OPIC currently has a total staff of 18 (down from 19 in the previous legislative session) with a mix of staff working either full-time on health insurance or working across multiple insurance lines. There are 2.5 full-time equivalent staff working on health and HMO report card issues. The significance of the HMO report card to OPIC's activities is also measured by the fact that 14% of total salaries are paid from the Consumer Education appropriation which consists solely of the report card project.
Volume of Business
Measures of demand for the Consumer Protection Program of TDI include:
- Number of inquiries - 347,000 in 1999, up from 284,500 in 1996;
- Calls handled by information assistance - 326,000 in 1999, up from 250,000 in 1996;
- Written complaints - In FY 99 complaints resolution staff resolved more than 22,700 complaints out of the 32,571 resolved agency-wide.

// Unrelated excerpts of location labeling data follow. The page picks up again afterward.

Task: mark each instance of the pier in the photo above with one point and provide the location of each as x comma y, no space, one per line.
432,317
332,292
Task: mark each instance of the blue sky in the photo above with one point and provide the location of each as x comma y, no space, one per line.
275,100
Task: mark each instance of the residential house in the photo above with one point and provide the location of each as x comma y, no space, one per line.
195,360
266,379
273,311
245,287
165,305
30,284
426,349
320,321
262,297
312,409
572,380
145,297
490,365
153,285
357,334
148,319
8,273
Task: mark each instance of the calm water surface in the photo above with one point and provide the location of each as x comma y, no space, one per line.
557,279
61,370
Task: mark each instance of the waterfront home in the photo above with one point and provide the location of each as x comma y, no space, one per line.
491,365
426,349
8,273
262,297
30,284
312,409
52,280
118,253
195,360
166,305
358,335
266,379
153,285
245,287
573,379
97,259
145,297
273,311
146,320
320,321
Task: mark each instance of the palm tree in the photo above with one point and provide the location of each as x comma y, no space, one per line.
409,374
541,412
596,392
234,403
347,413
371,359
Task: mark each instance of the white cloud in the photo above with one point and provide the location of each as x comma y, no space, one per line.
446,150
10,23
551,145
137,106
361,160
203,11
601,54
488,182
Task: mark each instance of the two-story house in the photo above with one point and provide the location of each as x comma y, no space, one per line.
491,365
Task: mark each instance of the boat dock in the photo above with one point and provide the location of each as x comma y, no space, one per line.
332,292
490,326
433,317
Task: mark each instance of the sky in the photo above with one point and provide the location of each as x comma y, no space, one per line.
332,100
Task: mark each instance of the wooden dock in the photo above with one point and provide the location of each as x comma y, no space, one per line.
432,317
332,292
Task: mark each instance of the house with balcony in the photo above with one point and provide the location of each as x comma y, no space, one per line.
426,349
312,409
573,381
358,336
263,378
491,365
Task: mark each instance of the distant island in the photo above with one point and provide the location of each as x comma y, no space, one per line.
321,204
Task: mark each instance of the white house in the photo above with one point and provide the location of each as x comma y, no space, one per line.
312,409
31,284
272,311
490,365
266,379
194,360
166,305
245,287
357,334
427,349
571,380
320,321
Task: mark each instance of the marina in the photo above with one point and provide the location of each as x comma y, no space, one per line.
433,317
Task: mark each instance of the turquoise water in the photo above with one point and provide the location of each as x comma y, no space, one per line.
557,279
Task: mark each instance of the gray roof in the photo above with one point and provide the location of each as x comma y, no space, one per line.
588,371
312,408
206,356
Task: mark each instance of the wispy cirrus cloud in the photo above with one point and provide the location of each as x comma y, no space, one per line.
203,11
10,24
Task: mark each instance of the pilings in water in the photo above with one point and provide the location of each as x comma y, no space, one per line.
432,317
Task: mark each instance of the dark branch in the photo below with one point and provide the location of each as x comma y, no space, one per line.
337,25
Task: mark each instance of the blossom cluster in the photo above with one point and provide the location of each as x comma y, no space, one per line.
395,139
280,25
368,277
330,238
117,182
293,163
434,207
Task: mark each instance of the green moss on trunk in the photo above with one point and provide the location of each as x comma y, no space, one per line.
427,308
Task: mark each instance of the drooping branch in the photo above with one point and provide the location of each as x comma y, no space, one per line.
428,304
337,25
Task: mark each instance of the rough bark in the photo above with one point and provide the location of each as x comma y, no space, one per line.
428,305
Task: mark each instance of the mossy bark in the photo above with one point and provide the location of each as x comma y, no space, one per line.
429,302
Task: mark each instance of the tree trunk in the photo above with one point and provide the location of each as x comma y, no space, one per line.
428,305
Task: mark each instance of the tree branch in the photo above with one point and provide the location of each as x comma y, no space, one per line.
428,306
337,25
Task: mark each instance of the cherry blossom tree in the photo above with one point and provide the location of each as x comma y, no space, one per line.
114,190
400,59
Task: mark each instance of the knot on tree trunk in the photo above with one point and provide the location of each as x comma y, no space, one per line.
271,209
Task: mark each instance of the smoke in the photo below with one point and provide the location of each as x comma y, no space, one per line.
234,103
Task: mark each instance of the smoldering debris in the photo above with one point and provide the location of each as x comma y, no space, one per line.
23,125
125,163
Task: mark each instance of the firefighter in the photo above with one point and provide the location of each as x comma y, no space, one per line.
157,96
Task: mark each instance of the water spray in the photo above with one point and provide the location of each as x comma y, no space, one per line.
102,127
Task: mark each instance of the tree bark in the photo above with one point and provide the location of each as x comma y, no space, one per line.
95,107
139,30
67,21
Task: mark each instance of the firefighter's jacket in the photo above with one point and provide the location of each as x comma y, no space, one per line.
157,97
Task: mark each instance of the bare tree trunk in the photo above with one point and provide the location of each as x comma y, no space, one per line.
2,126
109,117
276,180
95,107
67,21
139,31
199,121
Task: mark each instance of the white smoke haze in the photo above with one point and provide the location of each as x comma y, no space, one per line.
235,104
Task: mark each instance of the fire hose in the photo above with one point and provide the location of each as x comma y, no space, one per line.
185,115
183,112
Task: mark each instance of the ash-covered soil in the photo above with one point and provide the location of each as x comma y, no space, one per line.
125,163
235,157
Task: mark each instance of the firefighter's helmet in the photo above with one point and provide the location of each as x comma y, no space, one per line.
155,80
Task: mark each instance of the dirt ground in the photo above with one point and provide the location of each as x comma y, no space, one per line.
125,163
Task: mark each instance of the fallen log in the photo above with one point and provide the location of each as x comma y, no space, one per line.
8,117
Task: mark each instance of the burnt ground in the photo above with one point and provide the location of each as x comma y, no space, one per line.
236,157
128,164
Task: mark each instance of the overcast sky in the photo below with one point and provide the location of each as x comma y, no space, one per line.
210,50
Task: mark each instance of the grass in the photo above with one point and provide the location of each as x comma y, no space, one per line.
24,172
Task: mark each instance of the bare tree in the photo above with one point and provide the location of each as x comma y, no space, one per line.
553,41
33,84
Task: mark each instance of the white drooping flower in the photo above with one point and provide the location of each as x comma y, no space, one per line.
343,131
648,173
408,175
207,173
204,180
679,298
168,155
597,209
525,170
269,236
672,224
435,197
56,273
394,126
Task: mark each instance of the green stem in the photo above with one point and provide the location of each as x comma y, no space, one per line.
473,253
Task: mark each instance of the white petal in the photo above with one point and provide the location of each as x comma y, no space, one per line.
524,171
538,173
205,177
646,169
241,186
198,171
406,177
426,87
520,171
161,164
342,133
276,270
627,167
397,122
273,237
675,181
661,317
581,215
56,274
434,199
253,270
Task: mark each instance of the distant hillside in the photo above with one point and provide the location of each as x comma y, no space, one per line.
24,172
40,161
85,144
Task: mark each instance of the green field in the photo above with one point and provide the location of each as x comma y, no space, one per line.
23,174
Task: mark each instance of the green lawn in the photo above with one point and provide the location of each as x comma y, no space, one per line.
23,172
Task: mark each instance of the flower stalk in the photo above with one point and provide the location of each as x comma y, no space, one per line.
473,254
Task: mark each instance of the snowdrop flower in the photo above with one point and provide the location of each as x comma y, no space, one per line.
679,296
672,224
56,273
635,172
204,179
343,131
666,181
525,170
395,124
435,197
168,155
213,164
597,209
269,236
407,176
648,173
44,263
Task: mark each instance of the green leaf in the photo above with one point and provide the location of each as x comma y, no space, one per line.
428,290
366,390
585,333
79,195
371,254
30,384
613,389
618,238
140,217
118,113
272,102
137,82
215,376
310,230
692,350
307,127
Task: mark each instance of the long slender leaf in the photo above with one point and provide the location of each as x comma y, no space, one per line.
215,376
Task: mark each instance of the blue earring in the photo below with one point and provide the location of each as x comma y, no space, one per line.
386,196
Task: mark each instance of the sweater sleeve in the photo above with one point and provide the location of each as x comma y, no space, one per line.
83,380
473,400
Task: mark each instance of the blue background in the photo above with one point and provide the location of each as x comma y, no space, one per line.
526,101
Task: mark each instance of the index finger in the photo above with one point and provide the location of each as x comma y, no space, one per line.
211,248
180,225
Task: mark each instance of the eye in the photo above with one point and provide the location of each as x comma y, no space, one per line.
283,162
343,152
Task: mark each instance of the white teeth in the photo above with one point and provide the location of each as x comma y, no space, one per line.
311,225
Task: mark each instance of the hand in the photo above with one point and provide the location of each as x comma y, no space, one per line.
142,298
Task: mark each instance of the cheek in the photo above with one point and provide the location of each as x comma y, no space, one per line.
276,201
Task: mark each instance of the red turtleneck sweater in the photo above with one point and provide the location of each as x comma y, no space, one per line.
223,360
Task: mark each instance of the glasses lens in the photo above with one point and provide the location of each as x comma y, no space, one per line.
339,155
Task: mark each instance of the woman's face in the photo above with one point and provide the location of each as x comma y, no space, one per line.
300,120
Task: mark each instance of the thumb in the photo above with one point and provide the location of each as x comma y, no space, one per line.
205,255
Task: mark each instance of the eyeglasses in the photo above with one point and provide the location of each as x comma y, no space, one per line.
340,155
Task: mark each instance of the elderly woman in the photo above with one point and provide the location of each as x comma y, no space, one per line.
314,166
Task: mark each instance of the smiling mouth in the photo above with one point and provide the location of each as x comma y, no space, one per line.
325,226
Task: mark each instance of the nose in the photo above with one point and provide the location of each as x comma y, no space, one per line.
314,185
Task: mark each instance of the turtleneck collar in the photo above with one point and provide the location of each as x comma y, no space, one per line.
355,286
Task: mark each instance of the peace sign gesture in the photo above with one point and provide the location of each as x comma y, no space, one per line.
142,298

- Website hits to TDI - 162,000 in 1999 with the most frequently accessed items being the Company Profiles, the rate guides and the ICIS database.
Financial Savings to Consumers
TDI staff noted at interview that intervention by TDI had resulted in about $25m financial savings to consumers across all insurance lines of business in 1999.
External Audit
TDI is subject to external audit through the state auditor's office which measures performance against agreed parameters. In addition, there is a new "Compact with Texans", the purpose of which is for all state agencies to establish customer service standards.
The Consumer Protection Program undertakes internal audit on every complaint file to verify that correct procedures were followed. The Life, Health & Licensing Program undertakes monthly internal audits, comprising a random sample of complaints closed in the previous month. These complaints are reviewed against an audit form as to whether they meet the coding standards. TDI staff noted that there was a strong focus on audit within the agency.
Consumer Satisfaction Surveys
The TDI works in conjunction with a local university to conduct biennial written consumer satisfaction surveys, with the next survey scheduled to occur in about mid-2000.